At some point, I came up with the idea of showing the player a scrambled version of the correct answer. That would leave it up to the player’s skill to get the correct answer from it, so it wasn’t a guaranteed success but would still seem fair. Then I had to come up with an algorithm for scrambling words that wasn’t too easy, but wasn’t too hard for anyone to solve in the time limit.
Try 1: Scramble the whole string, including spaces.
Sample: UM LOYDE L AYEYO HHIAS LSRT MNP OTIM NOPKATSFOHA EEFEN
This was dead easy to code and incredibly hard to solve. Scrambling the spaces in with the rest of the letters made it especially hard, since people automatically read them as word boundaries.

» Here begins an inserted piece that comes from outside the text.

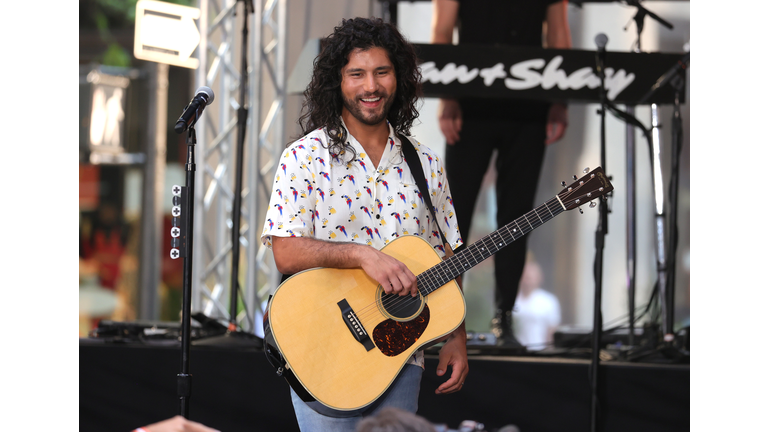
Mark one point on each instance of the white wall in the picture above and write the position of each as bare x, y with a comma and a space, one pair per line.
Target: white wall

Try 2: Split the string into words, then scramble each word
Sample: I DEAM ITSH AHFL YPNO LAFH MENYKO MTOENSR TO SEAEPL UOY
This was much better, but still pretty hard. The time limit on answering meant that people often ran out of time while trying to unscramble the string. But then I remembered an e-mail forward I’d seen which claimed that if you leave the first and last letters of a word intact but scramble the rest, people can still pretty much read it.
Try 3: Split the string into words, freeze the first and last letters, and scramble the middle ones. (For 2-letter words, give a 50% chance of swapping the order.)
Sample: I MDAE THIS HALF PONY HLAF MEKONY MSOETNR TO PAESLE YOU
This was too easy. 3-letter words were always in order, since freezing the first and last letters left a 1-letter string to scramble. 4-letter words would stay in order half the time since their inner length-2 string got scrambled.
Try 4: This had a lot of special cases.
- Split the string into words. For each word longer than 1 letter:
- If the word is 2 letters long, 50% chance of swapping the letters
- If the word is 3 letters long, scramble it
- If the word is 4 letters long, freeze the first letter and scramble the rest
- If the word is 5 or more letters, freeze the first and last letter and scramble the inner letters
Sample: I MEAD THSI HFLA PYON HLFA MEONKY MOESNTR OT PAESLE OUY
The results were really good! Easy enough to solve within the time limit most of the time, and just hard enough to feel good about solving. The computer science geek in me wishes there were some way to do it with fewer special cases and a continuous difficulty scale, but short words really need to be treated differently because of their length. Still, it was a pretty interesting problem. Who knew an e-mail forward would come in so handy?
(Incidentally, the phrase is “I made this half-pony half-monkey monster to please you”, which is from the song Skullcrusher Mountain by Jonathan Coulton. Check it out!)